We find it hard to believe there’s been a smile on new Sony CEO Kaz Hirai’s face since he started his new high-power role just over a week ago. One look at the company’s balance sheet would be enough to plant a permanent frown on even the most jubilant of personalities.
Indeed, Sony has warned investors today that it expects to announce losses of ¥520billion in its next financial report. To put that figure into perspective, that’s $6.4billion or £4billion according to current exchange rates. In short: an enormous sum of money.
It is, in fact, Sony’s largest financial loss in a decade. It previously reported losses in 2010 and 2008 – neither of which were anywhere near on the same scale as what’s being discussed here.
The reason for the extraordinary loss is due to the write-off of tax credits (primarily in the US) which Sony can no longer use. The company maintains that it expects to start the journey back to profitability next year, with an operating profit of ¥180billion predicted. That’s around $2.2billion.
Of course, to achieve that, former PlayStation president Kaz Hirai is going to have his work cut out. The new CEO is set to reveal his rescue strategy at a conference this week. Around 10,000 job cuts are already predicted.
Sony’s biggest problem at the moment – aside from the troubled yen and its unwieldy corporate culture – is its television business, which is getting stomped by Korean manufacturers such as Samsung. Hirai has promised to turn the business around within two years.
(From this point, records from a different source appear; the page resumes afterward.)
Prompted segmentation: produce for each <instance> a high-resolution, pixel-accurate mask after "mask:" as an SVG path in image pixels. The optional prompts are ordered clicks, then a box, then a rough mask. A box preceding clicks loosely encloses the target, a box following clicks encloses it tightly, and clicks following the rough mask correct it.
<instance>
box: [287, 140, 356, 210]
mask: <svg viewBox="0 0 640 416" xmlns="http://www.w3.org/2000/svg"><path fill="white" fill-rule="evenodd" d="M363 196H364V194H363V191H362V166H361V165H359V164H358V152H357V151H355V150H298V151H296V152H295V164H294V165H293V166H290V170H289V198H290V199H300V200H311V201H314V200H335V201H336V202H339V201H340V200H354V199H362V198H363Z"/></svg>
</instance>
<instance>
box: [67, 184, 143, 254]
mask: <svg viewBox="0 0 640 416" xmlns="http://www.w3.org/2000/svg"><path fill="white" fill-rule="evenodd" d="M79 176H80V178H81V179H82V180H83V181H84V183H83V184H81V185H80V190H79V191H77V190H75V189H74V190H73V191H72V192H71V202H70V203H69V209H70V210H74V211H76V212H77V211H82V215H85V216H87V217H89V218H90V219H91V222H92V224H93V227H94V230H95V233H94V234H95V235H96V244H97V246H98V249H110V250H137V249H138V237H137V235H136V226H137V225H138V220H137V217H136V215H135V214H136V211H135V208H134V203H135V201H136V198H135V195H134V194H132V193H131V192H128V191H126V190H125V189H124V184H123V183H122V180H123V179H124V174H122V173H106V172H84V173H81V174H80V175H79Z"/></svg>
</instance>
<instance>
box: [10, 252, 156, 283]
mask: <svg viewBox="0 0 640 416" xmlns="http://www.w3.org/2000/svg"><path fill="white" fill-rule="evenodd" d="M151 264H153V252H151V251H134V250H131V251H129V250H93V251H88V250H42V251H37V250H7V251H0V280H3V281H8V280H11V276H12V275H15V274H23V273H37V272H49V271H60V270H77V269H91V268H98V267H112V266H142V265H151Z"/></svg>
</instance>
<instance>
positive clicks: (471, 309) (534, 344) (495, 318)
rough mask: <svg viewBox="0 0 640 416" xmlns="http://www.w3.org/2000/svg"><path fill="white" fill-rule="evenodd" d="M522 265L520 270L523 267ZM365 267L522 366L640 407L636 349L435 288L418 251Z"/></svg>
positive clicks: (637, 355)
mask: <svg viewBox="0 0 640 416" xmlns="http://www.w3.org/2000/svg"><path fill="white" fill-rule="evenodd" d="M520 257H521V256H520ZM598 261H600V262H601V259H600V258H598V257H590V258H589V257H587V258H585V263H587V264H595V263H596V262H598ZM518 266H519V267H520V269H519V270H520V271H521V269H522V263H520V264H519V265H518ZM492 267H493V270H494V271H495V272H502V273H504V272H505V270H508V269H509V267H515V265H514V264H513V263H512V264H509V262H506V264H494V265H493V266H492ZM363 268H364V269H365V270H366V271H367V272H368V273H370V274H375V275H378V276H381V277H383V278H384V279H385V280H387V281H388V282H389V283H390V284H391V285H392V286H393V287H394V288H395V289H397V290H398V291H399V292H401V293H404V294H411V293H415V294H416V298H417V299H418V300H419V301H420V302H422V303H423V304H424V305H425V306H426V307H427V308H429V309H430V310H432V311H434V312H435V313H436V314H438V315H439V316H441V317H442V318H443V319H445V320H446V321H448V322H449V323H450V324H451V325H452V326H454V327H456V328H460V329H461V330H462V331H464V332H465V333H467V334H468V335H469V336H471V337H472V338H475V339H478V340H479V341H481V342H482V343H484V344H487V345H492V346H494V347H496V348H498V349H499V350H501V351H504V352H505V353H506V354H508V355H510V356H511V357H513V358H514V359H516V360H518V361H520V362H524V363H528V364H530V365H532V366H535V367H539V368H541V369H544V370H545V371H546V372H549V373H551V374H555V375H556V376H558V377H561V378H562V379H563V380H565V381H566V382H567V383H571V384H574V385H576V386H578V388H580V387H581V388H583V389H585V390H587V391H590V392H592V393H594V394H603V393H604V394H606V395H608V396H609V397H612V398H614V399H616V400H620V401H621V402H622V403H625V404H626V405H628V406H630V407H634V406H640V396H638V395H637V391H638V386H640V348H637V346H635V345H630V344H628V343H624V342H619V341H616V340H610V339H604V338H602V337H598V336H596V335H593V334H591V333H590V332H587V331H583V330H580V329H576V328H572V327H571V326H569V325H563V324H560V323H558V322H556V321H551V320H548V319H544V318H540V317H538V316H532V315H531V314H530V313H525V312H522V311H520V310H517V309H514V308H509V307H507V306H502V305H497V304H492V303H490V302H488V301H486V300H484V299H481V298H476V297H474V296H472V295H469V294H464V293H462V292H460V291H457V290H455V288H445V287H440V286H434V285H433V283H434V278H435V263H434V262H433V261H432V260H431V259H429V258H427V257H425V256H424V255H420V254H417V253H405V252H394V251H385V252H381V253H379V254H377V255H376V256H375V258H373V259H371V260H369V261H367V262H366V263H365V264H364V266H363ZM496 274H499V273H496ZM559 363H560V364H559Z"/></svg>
While the task sounds almost insurmountable – Hirai does have form. The executive’s most successful hour was transforming the struggling PS3 into a thriving format through effective cost-cutting and intelligent decision making. Hirai’s overall aim is to unify Sony as a company, blurring the lines between each of its branches and transforming it into a powerful whole.
There's certainly a long, long road ahead – but in Kaz we believe.